Based on NMA’s efficacy data (PASI90), ixekizumab showed the lowest NNT value for the treatment of moderate-to-severe PP compared to brodalumab, guselkumab, risankizumab, secukinumab, tildrakizumab and ustekinumab. The NNT allows to rank alternative treatments based on their efficacy, supporting clinicians, payers and other healthcare stakeholders on drug choice.
RR designed the study and drafted the manuscript. AC, SA, AM and SL reviewed the manuscript. All authors read and approved the final version of the manuscript.
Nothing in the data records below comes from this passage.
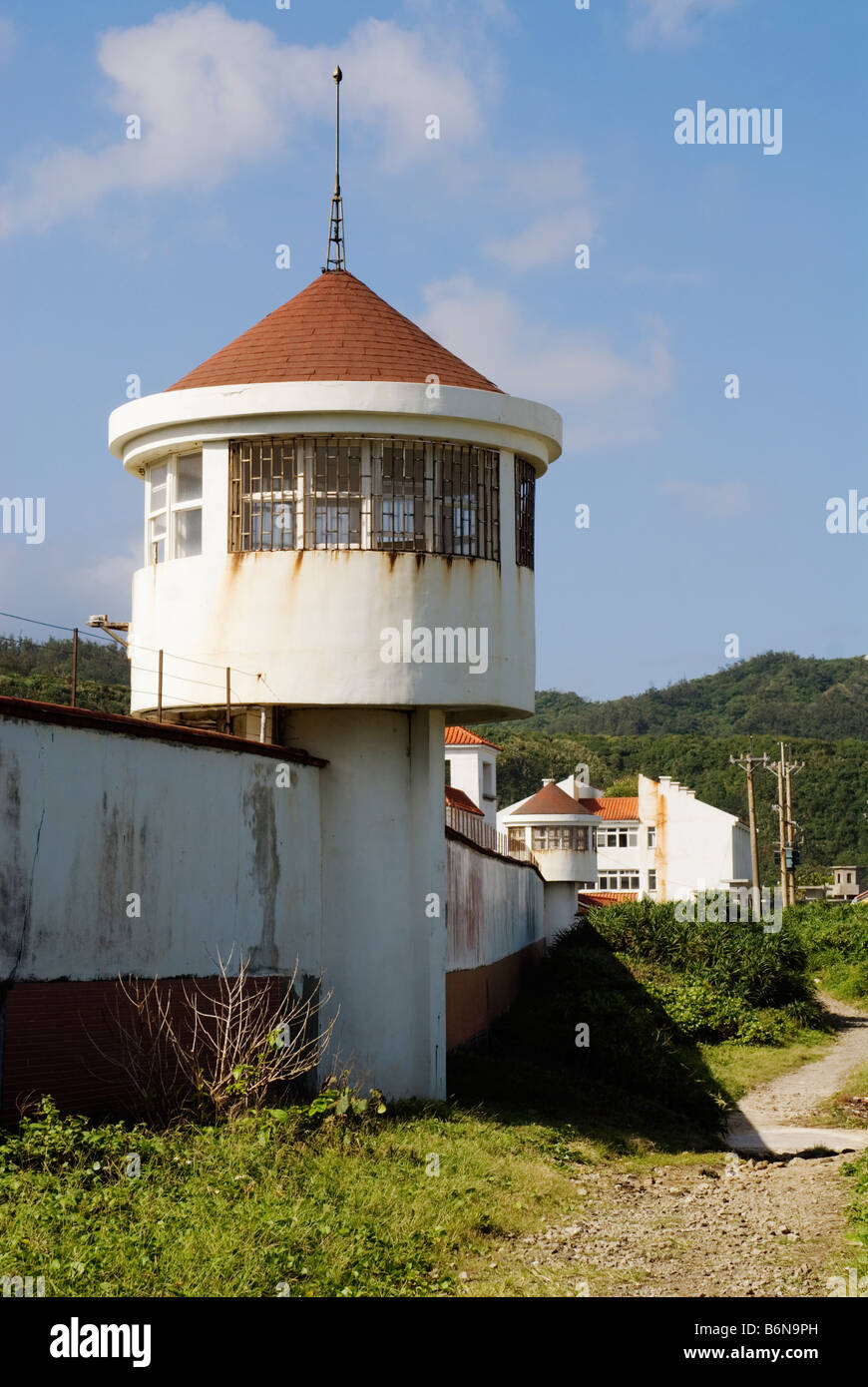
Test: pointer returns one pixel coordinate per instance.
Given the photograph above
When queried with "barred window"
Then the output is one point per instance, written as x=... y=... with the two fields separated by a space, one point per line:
x=568 y=836
x=341 y=493
x=526 y=482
Conflicts of interest: The agreement signed by Health Publishing & Services and Eli Lilly Italia S.p.A. does not create any entityship, joint venture or any similar relationship between parties. Health Publishing & Services is an independent company. Neither Health Publishing & Services nor any of their representatives are employees of Eli Lilly Italia S.p.A. for any purpose. RR is a consultant of Health Publishing & Services. AC has received honoraria as advisor or speaker from Abbvie, Janssen, Pfizer, Boehringer, Eli Lilly, Celgene, UCB, Galderma and Novartis. SA, AM and SL are full-time employees of Eli Lilly Italia S.p.A.
Financial support: This research was made possible by an educational grant from Eli Lilly Italia S.p.A.